In the study, we also found that gender had a significant effect on NSSI. The finding is consistent with past researches, females report a higher prevalence of NSSI compared to males [93], in addition to literature reporting that NSSI behaviors are more common in females aged 16–19 years [94]. There is no gender difference in childhood trauma, which is different from previous studies. Some researches showed that women experienced more childhood trauma, especially with emotional abuse [95], compared to men. Possibly because of the development of the economy, the concept of “son preference” of out-dated ideas is changed by “gender equality”, girls also get better care [96]. And there was no significant gender difference in peer victimization. The similar results were found in previous study, and depressive symptoms and stressful life events mediate the association between peer victimization and NSSI in adolescents, [97]. Previous studies have noted significant gender differences in the effects of childhood trauma on peer victimization. A prospective study reported that females who suffered child sexual abuse were at increased risk of peer victimization compared to males [98]. However, some studies also found that there are no gender differences in physical violence in childhood trauma, i.e., both boys and girls who are physically abused in childhood are at increased risk of peer intimidation and physical assault in adolescence [99].This could be explored further in future studies.
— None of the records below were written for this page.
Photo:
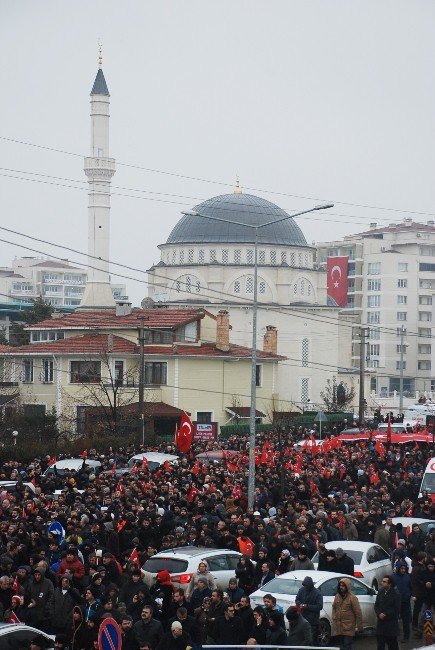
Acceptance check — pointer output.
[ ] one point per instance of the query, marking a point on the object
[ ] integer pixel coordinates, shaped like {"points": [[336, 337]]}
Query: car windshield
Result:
{"points": [[355, 555], [281, 586], [171, 564]]}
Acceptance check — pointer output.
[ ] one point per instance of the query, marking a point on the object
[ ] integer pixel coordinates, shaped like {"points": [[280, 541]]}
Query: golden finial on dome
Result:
{"points": [[100, 54], [237, 189]]}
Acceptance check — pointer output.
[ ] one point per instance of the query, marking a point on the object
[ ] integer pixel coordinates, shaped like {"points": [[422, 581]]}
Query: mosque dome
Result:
{"points": [[245, 208]]}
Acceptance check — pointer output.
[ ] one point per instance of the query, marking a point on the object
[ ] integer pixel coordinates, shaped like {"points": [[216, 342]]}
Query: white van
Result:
{"points": [[428, 481]]}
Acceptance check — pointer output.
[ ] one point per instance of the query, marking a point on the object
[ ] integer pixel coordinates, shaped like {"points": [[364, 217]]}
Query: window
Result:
{"points": [[305, 389], [373, 268], [374, 301], [204, 417], [27, 371], [305, 350], [119, 373], [47, 371], [85, 372], [156, 373], [374, 317]]}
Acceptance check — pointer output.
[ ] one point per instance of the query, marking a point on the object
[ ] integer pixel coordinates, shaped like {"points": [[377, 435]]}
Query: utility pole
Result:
{"points": [[140, 408], [402, 345], [362, 361]]}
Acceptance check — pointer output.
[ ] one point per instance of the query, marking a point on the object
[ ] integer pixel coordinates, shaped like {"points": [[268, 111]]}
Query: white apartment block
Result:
{"points": [[60, 283], [391, 285]]}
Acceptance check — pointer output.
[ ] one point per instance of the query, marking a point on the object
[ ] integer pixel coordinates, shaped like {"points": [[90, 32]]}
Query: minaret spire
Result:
{"points": [[99, 169]]}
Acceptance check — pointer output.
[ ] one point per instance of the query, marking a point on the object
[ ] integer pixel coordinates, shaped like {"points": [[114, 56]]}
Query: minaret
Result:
{"points": [[99, 169]]}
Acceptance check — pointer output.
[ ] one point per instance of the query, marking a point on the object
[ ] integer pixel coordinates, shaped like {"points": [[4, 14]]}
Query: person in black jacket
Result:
{"points": [[228, 628], [344, 563], [387, 609]]}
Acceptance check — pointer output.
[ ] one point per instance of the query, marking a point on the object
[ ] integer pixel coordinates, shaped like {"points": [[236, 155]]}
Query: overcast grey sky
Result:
{"points": [[329, 99]]}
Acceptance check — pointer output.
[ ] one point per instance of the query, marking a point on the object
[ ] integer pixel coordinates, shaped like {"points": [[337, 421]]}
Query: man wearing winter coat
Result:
{"points": [[387, 610], [310, 600], [346, 614], [299, 630], [40, 596]]}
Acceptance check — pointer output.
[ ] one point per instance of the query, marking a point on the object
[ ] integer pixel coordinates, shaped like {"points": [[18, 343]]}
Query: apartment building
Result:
{"points": [[391, 282]]}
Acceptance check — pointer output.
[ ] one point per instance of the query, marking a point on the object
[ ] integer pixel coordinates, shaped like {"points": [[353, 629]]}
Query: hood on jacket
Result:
{"points": [[308, 582]]}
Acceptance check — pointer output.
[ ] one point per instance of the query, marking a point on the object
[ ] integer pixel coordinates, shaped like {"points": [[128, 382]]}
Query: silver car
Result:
{"points": [[182, 563]]}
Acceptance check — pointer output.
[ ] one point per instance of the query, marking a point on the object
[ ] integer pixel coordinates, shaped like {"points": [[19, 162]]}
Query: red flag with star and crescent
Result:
{"points": [[184, 435], [336, 270]]}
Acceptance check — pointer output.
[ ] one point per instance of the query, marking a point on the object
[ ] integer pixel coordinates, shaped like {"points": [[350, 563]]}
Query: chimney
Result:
{"points": [[223, 331], [270, 343], [123, 309]]}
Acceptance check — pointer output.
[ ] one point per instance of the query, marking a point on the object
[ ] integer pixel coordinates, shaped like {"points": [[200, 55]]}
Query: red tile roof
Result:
{"points": [[107, 319], [89, 343], [99, 344]]}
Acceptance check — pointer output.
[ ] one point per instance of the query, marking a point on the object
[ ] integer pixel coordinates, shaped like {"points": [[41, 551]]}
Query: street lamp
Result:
{"points": [[325, 206]]}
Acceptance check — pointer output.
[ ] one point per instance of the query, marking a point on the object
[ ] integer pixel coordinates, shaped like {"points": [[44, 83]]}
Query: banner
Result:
{"points": [[336, 270]]}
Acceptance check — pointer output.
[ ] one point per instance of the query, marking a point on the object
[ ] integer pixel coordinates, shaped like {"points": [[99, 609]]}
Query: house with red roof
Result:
{"points": [[85, 365]]}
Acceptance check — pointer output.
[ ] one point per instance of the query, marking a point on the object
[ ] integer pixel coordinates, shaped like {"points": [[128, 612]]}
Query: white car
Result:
{"points": [[372, 563], [74, 464], [154, 458], [15, 635], [286, 587], [408, 522], [182, 563]]}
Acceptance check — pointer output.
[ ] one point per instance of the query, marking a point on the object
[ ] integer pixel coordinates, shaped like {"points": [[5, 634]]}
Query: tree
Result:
{"points": [[41, 311], [337, 397]]}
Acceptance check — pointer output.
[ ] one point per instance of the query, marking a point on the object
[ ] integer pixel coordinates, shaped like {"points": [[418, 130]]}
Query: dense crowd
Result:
{"points": [[67, 584]]}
Finally, there are several limitations of this study that should be noted. First, the demographic distribution of the same was uneven; the proportion of female subjects was much larger than that of male subjects, and the proportion of urban subjects was much larger than that of rural subjects. This may have had an impact on the findings and the effects of the covariates. Second, there is a long period of time between childhood and young adulthood, and during this time there are likely many other influences on the development of NSSI that have not been explored in this study. Third, given the samples were collected from the clinical, most of subjects are patients with emotional disorders, thus patients with depression are not completely excluded. Fourth, other demographic variables like family income were not collected in this study. We will consider to include more demographic variable in future study. Fifth, there are memory bias existed to impact the assessment of childhood trauma, and memory bias will also be affected by gender, age, residence, education level, etc. In future research, we can consider using longitudinal research or combining self-evaluation with other evaluation methods to reduce recall bias to improve the validity of the study. Nonetheless, this study provides an evidence base for further investigation of the risk factors for NSSI. In the future, longitudinal studies should explore the causal mechanisms underlying the influence of childhood trauma on NSSI and the potential roles of other important risk factors.

Conclusion

In conclusion, this study used SEM to model the relationship between the latent variables of childhood trauma (c1, emotional abuse; c2, physical abuse; c3, sexual abuse; c4, emotional neglect; c5, physical neglect) and peer victimization (p1, physical victimization; p2, verbal victimization; p3, social manipulation; p4, attacks on property). The SEM analysis demonstrated that peer victimization mediates the relationship between childhood trauma and NSSI. In addition, several covariates (such as age, gender, education level, and place of residence) regulated the relationship between peer victimization and NSSI. These results suggest that researchers and clinicians should pay attention to the associations between childhood trauma, peer victimization, and NSSI, as well as the influences of age, gender, education level, and place of residence on adolescent problem behaviors. This may help to inform the development of interventions for adolescent psychological and behavioral problems.